1968 United States presidential election in New Hampshire
| Party |  | Candidate | Votes | Percentage | Electoral votes |
|  | Republican | Richard Nixon | 154,903 | 52.10% | 4 |
|  | Democratic | Hubert H. Humphrey | 130,589 | 43.93% | 0 |
|  | George Wallace Party | George Wallace | 11,173 | 3.76% | 0 |
|  | New Party Electors | No Candidate | 421 | 0.14% | 0 |
|  | Write-ins | Write-ins | 109 | 0.04% | 0 |
|  | Socialist Workers | Fred Halstead | 104 | 0.03% | 0 |
| Totals |  |  | 297,299 | 100.00% | 4 |
| Voter Turnout (Voting age/Registered) |  |  |  |  | 70%/79% |

===Results by county===

| County | Richard Nixon Republican |  | Hubert Humphrey Democratic |  | George Wallace George Wallace Party |  | Various candidates Other parties |  | Margin |  | Total votes cast |
| # | % | # | % | # | % | # | % | # | % |
| Belknap | 8,642 | 61.42% | 4,942 | 35.12% | 454 | 3.23% | 33 | 0.23% | 3,700 | 26.30% | 14,071 |
| Carroll | 6,795 | 72.93% | 2,163 | 23.22% | 348 | 3.74% | 11 | 0.12% | 4,632 | 49.71% | 9,317 |
| Cheshire | 10,702 | 52.64% | 9,135 | 44.93% | 441 | 2.17% | 54 | 0.27% | 1,567 | 7.71% | 20,332 |
| Coös | 6,822 | 44.02% | 8,261 | 53.31% | 399 | 2.57% | 15 | 0.10% | -1,439 | -9.29% | 15,497 |
| Grafton | 12,881 | 59.76% | 7,813 | 36.25% | 727 | 3.37% | 133 | 0.62% | 5,068 | 23.51% | 21,554 |
| Hillsborough | 42,409 | 46.01% | 45,423 | 49.28% | 4,231 | 4.59% | 106 | 0.12% | -3,014 | -3.27% | 92,169 |
| Merrimack | 19,289 | 57.94% | 12,711 | 38.18% | 1,201 | 3.61% | 90 | 0.27% | 6,578 | 19.76% | 33,291 |
| Rockingham | 28,842 | 54.98% | 21,195 | 40.41% | 2,333 | 4.45% | 86 | 0.16% | 7,647 | 14.57% | 52,456 |
| Strafford | 12,427 | 47.28% | 13,129 | 49.95% | 650 | 2.47% | 77 | 0.29% | -702 | -2.67% | 26,283 |
| Sullivan | 6,094 | 49.43% | 5,817 | 47.19% | 389 | 3.16% | 28 | 0.23% | 277 | 2.24% | 12,328 |
| Total | 154,903 | 52.10% | 130,589 | 43.93% | 11,173 | 3.76% | 634 | 0.21% | 24,314 | 8.17% | 297,299 |

==== Counties that flipped from Democratic to Republican ====
- Belknap
- Cheshire
- Grafton
- Merrimack
- Sullivan
- Rockingham

==Analysis==
The county map results followed a familiar pattern of the post-New Deal era, with Nixon winning seven counties to Humphrey’s three. Since Franklin Roosevelt’s election in 1932, in every close election or Democratic victory, Hillsborough County, Strafford County, and Coös County would vote Democratic, while Carroll County would be the most Republican county. This pattern endured in 1968 for the last time, with Humphrey winning the three core New Deal Democratic counties, while Carroll County was the only county in the state where Nixon broke seventy percent of the vote. Humphrey's strongest county was Coös County, which he won by a 53–44 margin making this one of only three occurrences since 1892 where it has supported a losing presidential candidate. Nixon thus became the first Republican to win the White House without carrying Coös County since Benjamin Harrison in 1888 and the first ever to win without Strafford County.

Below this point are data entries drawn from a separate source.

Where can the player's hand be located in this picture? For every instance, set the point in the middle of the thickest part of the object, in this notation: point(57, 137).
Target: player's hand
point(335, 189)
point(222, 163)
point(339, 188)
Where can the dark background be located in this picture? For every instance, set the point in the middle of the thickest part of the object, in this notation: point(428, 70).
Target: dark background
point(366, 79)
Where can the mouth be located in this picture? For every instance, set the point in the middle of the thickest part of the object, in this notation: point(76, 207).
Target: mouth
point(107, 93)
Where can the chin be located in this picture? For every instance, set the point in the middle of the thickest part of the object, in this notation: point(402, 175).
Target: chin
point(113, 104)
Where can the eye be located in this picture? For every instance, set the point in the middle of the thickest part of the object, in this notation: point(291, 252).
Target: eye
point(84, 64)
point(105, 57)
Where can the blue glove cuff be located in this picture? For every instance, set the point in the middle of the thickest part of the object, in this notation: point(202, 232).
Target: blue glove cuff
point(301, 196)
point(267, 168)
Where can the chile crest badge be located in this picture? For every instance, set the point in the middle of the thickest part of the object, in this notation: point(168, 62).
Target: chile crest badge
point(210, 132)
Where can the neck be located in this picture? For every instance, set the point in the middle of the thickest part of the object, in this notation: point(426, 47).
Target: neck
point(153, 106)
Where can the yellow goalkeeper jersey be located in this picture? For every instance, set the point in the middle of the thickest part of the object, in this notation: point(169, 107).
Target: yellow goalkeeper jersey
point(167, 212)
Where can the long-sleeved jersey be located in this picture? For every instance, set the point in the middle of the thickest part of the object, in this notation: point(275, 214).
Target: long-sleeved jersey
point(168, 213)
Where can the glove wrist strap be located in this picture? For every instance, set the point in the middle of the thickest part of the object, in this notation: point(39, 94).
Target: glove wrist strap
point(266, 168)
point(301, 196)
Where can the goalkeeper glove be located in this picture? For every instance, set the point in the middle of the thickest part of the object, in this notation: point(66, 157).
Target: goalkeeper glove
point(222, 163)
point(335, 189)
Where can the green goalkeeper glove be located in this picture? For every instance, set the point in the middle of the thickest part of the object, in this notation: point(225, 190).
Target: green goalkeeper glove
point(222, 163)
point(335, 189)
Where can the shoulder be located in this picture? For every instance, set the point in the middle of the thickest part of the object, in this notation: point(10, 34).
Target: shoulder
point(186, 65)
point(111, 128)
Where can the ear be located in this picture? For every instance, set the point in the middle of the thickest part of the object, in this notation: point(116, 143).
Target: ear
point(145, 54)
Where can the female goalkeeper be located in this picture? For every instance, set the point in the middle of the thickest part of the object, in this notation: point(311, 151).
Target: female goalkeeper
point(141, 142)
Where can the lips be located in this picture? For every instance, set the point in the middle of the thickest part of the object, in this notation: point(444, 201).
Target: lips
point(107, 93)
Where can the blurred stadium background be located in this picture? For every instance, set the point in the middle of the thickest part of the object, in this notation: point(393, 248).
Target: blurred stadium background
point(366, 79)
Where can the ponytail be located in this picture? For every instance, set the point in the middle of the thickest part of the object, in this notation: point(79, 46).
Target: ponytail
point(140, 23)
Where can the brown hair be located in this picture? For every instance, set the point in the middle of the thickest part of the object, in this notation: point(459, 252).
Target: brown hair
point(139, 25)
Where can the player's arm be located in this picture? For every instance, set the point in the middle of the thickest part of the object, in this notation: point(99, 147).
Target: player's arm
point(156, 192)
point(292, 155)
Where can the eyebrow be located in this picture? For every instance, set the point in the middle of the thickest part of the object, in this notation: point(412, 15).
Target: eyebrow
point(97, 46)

As Nixon narrowly eked out a victory over Humphrey nationally, New Hampshire's results in 1968 made the state about 7% more Republican than the national average. As of 2024, this is the most recent election in which New Hampshire was not the most Republican state in New England, as Nixon won Vermont by a slightly wider margin. Hillsborough County would not vote Democratic again until 1996, and Strafford County until 1992. Nixon had previously won New Hampshire in 1960 and would later win it again in 1972.

Nixon's victory was the first of six consecutive Republican victories in the state, as New Hampshire would not vote for a Democratic candidate again until Bill Clinton in 1992, after which it has always gone Democratic except in 2000 when George W. Bush narrowly won the state over Al Gore.